News, Sport | 6 Aprile 2017

La vittoria di ieri sera nella semifinale di ritorno di Coppa Italia non è servita al Napoli. Il 3-2 in rimonta non è bastato ed in finale a Roma ci va la Juventus. Ribaltare l’1-3 dell’andata era compito non facile, complicato ulteriormente dalle due reti bianconere firmate Higuain.

Il protagonista della serata, manco a dirlo, è stato proprio l’argentino. Già domenica sera aveva mostrato disappunto alla pioggia di fischi che i 50mila del San Paolo gli avevano riservato prima, durante e dopo la gara di campionato, corrisposti con un ironico applauso all’uscita dal campo. Ieri Gonzalo, preparato al bis dei suoi ex-tifosi, è sceso in campo nervoso, infastidito, ma per certi versi quasi caricato dal clima riservatogli, ancora una volta, dal suo ex-pubblico deluso.

Durante il riscaldamento, i primi segni di insofferenza: sotto la pioggia di fischi, l’argentino è rimasto a calciare in porta fino all’ultimo, quasi a voler sfidare la curva e, tornando negli spogliatoi, ha puntato il dito verso la tribuna, lì dove solitamente siede il patron De Laurentiis, borbottando qualcosa nella sua lingua. E’ parso a tutti chiaro che quel gesto fosse rivolto al presidente del Napoli (non ancora arrivato allo stadio) e quindi, in quel momento, Higuain volesse additargli tutte le colpe di quel clima di astio e di odio.

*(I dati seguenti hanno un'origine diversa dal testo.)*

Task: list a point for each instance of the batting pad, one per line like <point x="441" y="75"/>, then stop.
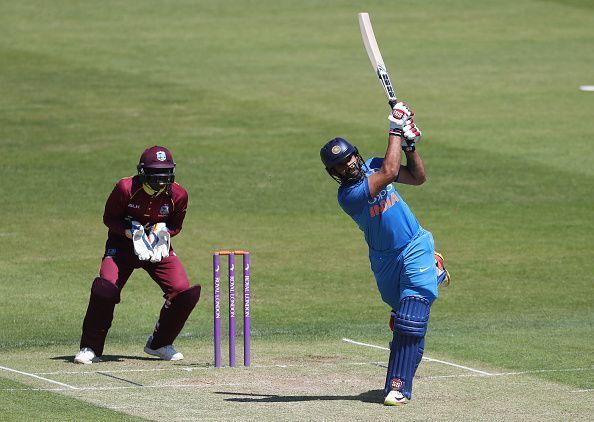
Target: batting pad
<point x="406" y="349"/>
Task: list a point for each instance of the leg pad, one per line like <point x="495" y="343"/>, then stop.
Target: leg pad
<point x="406" y="349"/>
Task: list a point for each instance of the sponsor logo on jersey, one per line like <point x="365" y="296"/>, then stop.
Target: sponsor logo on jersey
<point x="382" y="201"/>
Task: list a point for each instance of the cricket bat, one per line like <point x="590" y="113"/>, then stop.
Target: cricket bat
<point x="375" y="57"/>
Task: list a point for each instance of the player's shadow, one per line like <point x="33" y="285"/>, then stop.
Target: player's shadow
<point x="107" y="358"/>
<point x="372" y="396"/>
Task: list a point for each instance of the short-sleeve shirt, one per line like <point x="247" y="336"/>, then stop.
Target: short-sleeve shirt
<point x="386" y="220"/>
<point x="129" y="201"/>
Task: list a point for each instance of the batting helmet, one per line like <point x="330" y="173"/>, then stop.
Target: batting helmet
<point x="337" y="151"/>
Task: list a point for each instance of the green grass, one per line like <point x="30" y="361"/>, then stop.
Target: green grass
<point x="17" y="405"/>
<point x="245" y="94"/>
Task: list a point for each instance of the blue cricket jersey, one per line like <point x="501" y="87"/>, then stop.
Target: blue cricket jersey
<point x="387" y="222"/>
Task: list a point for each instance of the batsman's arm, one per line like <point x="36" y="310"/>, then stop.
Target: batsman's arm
<point x="413" y="172"/>
<point x="390" y="167"/>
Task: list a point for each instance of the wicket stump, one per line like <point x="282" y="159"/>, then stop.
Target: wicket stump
<point x="216" y="267"/>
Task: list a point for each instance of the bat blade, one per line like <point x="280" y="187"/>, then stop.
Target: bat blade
<point x="375" y="57"/>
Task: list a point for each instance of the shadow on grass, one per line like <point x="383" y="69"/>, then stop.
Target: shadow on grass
<point x="108" y="358"/>
<point x="372" y="396"/>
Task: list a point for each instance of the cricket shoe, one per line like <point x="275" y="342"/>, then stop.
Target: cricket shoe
<point x="395" y="398"/>
<point x="443" y="276"/>
<point x="165" y="353"/>
<point x="86" y="356"/>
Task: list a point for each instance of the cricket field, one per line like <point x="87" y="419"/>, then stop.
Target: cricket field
<point x="245" y="93"/>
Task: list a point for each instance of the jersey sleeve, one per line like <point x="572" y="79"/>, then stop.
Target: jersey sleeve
<point x="180" y="205"/>
<point x="116" y="209"/>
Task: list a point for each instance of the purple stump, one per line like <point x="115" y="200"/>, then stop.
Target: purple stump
<point x="247" y="334"/>
<point x="216" y="270"/>
<point x="232" y="310"/>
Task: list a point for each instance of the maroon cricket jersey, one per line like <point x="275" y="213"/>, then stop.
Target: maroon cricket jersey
<point x="129" y="200"/>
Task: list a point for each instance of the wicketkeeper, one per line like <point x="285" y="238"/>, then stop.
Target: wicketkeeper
<point x="142" y="214"/>
<point x="403" y="260"/>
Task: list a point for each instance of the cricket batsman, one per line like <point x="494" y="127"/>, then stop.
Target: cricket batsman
<point x="403" y="260"/>
<point x="142" y="213"/>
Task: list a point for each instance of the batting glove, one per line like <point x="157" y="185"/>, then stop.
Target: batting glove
<point x="411" y="134"/>
<point x="399" y="116"/>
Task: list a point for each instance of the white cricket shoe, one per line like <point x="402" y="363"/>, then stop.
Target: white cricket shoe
<point x="166" y="352"/>
<point x="85" y="356"/>
<point x="395" y="398"/>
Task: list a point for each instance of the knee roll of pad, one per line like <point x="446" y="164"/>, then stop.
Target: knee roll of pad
<point x="412" y="316"/>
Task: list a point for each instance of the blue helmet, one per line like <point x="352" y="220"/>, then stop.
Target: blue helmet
<point x="337" y="151"/>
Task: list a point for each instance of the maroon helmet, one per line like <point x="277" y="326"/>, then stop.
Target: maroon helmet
<point x="156" y="167"/>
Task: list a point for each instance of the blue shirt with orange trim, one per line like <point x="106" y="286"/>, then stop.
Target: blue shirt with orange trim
<point x="386" y="220"/>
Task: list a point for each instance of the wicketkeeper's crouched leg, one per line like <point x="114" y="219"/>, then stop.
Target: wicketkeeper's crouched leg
<point x="174" y="315"/>
<point x="104" y="296"/>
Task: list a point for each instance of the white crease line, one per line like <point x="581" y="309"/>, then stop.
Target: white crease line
<point x="504" y="374"/>
<point x="188" y="369"/>
<point x="38" y="377"/>
<point x="348" y="340"/>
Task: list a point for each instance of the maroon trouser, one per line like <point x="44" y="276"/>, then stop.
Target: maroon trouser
<point x="117" y="265"/>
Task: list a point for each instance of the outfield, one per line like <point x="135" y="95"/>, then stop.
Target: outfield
<point x="245" y="94"/>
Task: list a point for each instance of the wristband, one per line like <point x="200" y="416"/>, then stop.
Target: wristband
<point x="396" y="131"/>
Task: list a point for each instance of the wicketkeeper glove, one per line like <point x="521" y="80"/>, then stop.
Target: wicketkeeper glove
<point x="161" y="239"/>
<point x="142" y="248"/>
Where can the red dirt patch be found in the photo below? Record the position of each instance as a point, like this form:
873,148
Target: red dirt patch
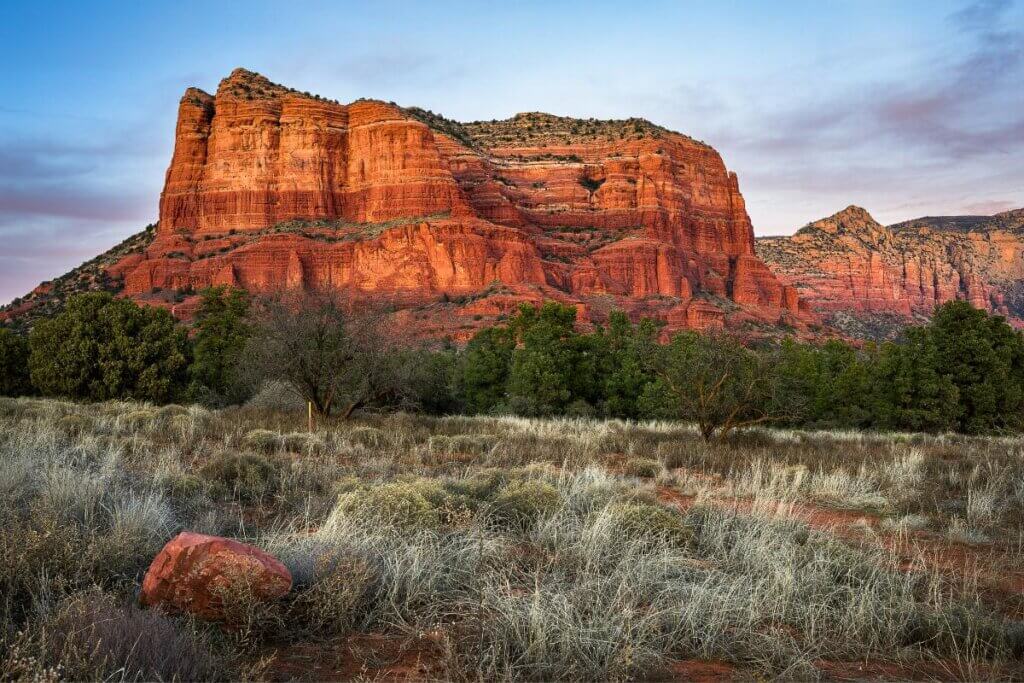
361,655
701,671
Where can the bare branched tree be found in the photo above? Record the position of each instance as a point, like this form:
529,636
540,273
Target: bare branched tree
333,352
714,381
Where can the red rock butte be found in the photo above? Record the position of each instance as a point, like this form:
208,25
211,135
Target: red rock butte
855,271
454,223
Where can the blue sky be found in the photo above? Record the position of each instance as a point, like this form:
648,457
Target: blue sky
906,109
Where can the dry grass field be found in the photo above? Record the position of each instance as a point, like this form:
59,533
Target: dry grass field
504,548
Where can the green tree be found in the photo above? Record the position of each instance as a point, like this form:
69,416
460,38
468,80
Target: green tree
626,365
483,369
221,332
545,364
100,348
14,379
909,391
830,382
983,357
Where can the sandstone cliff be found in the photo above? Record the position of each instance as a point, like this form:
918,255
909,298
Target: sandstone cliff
457,223
868,280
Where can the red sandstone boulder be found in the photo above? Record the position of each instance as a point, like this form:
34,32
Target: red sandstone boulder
193,571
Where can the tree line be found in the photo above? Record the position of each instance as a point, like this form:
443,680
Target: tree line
962,372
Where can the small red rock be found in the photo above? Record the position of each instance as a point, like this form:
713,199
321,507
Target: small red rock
188,573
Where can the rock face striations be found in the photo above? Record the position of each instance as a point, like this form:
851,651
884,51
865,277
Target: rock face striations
456,223
867,280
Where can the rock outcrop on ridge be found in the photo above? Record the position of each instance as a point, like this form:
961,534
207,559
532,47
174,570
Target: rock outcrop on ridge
455,224
868,280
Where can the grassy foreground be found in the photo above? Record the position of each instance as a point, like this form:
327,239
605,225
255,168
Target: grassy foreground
504,548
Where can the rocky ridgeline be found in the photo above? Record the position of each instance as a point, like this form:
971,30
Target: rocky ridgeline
868,280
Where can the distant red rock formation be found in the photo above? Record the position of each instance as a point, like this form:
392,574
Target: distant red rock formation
456,223
849,264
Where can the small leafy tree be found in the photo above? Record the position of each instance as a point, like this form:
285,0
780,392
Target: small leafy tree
983,357
830,381
101,348
14,379
714,381
544,365
627,364
908,390
221,333
483,369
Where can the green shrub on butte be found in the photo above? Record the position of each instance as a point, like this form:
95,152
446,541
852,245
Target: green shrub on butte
483,370
221,334
13,365
103,348
544,367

Un tentativo classico da scaricabarile, come a voler far credere ai tifosi del Napoli che è stata colpa del presidente se lui, di notte, come un ladro, dopo aver fatto capolino nel ritiro di Dimaro, è volato di nascosto in Spagna per sostenere le visite mediche con la Juventus, quando era ancora un calciatore del Napoli.

Che il modo di gestire il club, i campioni e le cessioni da parte di De Laurentiis siano opinabili, non c’è dubbio. Ma volersi pulire la coscienza accusandolo di tutta quanta la vicenda no, il popolo azzurro non se la beve. Il presidente aveva messo la clausola, l’ha venduto, ma la Juventus l’ha voluta lui e se l’è presa nel modo più subdolo.

Durante la gara, Higuain ha scaricato tutta la rabbia accumulata in questa doppia sfida trafiggendo due volte Reina. La sua rivincita personale, da grande campione, l’ha lasciata al terreno di gioco. 4 gol in 4 gare da ex contro gli azzurri, una questione quasi “privata” ormai.

E ancora una volta, dopo il primo gol, ha esultato sfogandosi col dito puntato verso la tribuna, dove stavolta sedeva un accigliato De Laurentiis: “Es tu colpa!”, queste le parole carpite in TV dal labiale dell’argentino. Ancora uno sfogo, ancora un messaggio criptato, come a voler far intendere a tutti che, se con il Napoli è finita, con Aurelio c’è ancora qualcosa da risolvere. Forse soldi, non lo sappiamo.

Per un Higuain, il quale dal campo ha puntato ed accusato il presidente, c’è un altro Higuain, Nicolas, che su Twitter ha sbeffeggiato lo stesso patron azzurro, manifestando il godimento nel vederlo scuro in volto dopo i gol di suo fratello. Proprio quel Nicolas il quale, circa un annetto fa, sempre sul suo amato Twitter, sbottava contro la Juventus dopo i fatti di Udine e su quanto fosse impossibile vincere in Italia, chiosando con un indegno: “Forza Napoli Sempre”.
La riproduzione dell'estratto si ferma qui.